May be a stupid question but what is chicken backs? 
When I translate it to my language it does not make any sense.. 

Does anyone have a picture of a chicken back?


----------



## Andy M.

The backbone of the chicken.  
When you cut a chicken in half, you usually cut along both sides of the backbone then cut through the middle of the breast to get two half chickens.

The backbone, neck, wingtips, heart and gizzard can be used to make a flavorful stock.


----------



## kamp

Thank you so much


----------



## kamp

Another question..

I don't know what this is but I know that it taste good 
Is this the chicken gizzard or what is this?


----------



## ChefJune

Andy M. said:


> The backbone of the chicken.
> When you cut a chicken in half, you usually cut along both sides of the backbone then cut through the middle of the breast to get two half chickens.
> 
> The backbone, neck, wingtips, heart and gizzard can be used to make a flavorful stock.


 
Andy, I think that's only part of it!  As a kid, my aunts taught me to cut the chicken into 10 pieces, and one of those was !!! The BACK!!!  It includes the lower part of the back of the chicken, including the tail and extends up about half way -- i.e., the top of the thigh. There's a place there where the backbone breaks very easily.  Also included in the piece of chicken known as "the back" are the supremes... maybe the two best bites on the whole bird.

Wish I had a picture of the piece to show you.  To this day, I still cut chicken up with 10 pieces.


----------



## ChefJune

kamp said:


> Another question..
> 
> I don't know what this is but I know that it taste good
> Is this the chicken gizzard or what is this?


 
That is not the gizzard.  The gizzard is located up near the heart and is texturally very different from what you are pointing to here.  I think what you're looking at may be the spleen.


----------



## Andy M.

ChefJune said:


> ...Also included in the piece of chicken known as "the back" are the supremes... maybe the two best bites on the whole bird...

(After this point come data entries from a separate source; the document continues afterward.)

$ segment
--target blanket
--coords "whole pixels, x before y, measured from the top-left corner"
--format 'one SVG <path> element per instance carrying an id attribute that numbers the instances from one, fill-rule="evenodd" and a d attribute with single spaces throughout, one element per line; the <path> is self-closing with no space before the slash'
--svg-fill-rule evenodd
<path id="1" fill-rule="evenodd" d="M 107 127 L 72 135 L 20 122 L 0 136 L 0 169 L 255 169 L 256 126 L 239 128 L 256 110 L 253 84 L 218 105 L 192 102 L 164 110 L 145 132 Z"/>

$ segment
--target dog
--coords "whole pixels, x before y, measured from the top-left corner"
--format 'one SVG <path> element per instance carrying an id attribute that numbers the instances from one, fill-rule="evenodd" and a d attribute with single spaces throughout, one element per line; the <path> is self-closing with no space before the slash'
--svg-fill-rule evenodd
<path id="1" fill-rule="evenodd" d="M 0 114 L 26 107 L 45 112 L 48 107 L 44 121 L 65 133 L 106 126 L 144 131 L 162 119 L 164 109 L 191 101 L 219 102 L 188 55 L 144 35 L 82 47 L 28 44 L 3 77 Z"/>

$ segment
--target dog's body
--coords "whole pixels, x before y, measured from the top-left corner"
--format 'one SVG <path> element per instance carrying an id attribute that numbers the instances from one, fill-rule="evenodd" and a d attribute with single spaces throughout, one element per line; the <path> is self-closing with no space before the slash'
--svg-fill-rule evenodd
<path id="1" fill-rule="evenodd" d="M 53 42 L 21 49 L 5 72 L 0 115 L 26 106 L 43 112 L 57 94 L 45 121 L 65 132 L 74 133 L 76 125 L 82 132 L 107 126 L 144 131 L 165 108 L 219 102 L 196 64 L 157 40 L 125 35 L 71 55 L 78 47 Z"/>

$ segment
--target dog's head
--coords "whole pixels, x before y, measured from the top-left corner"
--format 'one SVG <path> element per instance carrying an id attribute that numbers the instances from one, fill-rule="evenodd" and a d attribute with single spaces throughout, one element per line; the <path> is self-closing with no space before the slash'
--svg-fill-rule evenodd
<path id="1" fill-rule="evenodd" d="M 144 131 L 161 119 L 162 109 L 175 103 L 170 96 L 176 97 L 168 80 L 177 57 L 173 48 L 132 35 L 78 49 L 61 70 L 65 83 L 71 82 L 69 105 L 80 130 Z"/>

That's a new one on me.  Is that another name for the oysters?


----------



## Uncle Bob

Andy M. said:


> That's a new one on me.  Is that another name for the oysters?



 Yeah....that's what I always heard them called Andy...."Oysters"!

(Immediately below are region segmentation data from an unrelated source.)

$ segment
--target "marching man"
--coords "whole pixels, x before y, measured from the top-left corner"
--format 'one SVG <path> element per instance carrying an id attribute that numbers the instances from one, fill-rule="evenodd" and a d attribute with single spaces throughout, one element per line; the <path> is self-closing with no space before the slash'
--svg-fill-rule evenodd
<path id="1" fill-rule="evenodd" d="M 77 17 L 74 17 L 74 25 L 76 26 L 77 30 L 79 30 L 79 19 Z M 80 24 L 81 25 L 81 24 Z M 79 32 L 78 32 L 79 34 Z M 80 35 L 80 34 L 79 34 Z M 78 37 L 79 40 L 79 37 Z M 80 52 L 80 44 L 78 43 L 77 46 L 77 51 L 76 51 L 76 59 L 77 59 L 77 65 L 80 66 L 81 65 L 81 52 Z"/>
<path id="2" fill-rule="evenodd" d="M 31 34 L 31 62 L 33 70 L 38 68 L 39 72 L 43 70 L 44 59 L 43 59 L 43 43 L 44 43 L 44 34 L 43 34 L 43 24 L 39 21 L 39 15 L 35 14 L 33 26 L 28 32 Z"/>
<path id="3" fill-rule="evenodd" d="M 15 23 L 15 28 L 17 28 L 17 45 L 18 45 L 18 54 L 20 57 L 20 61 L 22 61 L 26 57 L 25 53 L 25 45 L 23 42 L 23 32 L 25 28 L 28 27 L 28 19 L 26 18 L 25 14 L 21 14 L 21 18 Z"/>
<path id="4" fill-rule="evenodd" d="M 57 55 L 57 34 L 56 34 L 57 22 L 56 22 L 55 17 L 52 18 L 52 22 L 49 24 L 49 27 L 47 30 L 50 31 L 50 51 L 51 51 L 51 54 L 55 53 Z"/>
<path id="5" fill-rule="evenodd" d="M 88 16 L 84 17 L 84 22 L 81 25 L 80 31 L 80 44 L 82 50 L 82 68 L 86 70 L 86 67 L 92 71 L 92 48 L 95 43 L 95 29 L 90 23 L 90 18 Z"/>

The parts the OP is highlighting I think is part of (remnants?) of the kidneys..The spleen is not a dual organ....


----------



## Andy M.

Uncle Bob said:


> Yeah....that's what I always heard them called Andy...."Oysters"!
> 
> The parts the OP is highlighting I think is part of (remnants?) of the kidneys..The spleen is not a dual organ....



Just a thought I had - not an anatomical expert.  Internal organs are not usually attached to bone as those things in the photo...


----------



## Uncle Bob

Andy M. said:


> Just a thought I had - not an anatomical expert.  Internal organs are not usually attached to bone as those things in the photo...



Certainly no expert hear either. I've seen those things forever...always removed them...Never thought about what they were....Kidneys? just a guess really. A process of elimination...not the heart, liver or gizzard....What's left? There are two of them....


----------



## Dove

*Is it what my Mom called the "lites or lights" ?? I always wash the inside of the bird and throw away that part.*


----------



## Robo410

kamp, those little nuggets when cooked are prime! They call them the oysters. The ones underneath are even more prized by the carver. Very tender and tasty.


----------



## babetoo

backs have always been my favorite part of the chicken. what ever the morsels are called i love em.


----------



## sparrowgrass

I think they are the kidneys.  The oysters are on the outside of the carcass, though there is a bit of muscle on the inside, if you look hard.
The oysters are tender little bits of dark meat--the kidneys have the flavor and texture of liver.


----------



## licia

For years I never used the back until my mother in law was visiting and when I cut the chicken up I was about to toss out the back. She said "Oh, no! You are throwing out my favorite piece."  Then she showed me the oysters - never again have I thrown the back away.  If I don't use them in the recipe, I use the back in the stock. Those morsels are indeed very tasty and I don't even like dark meat usually.


----------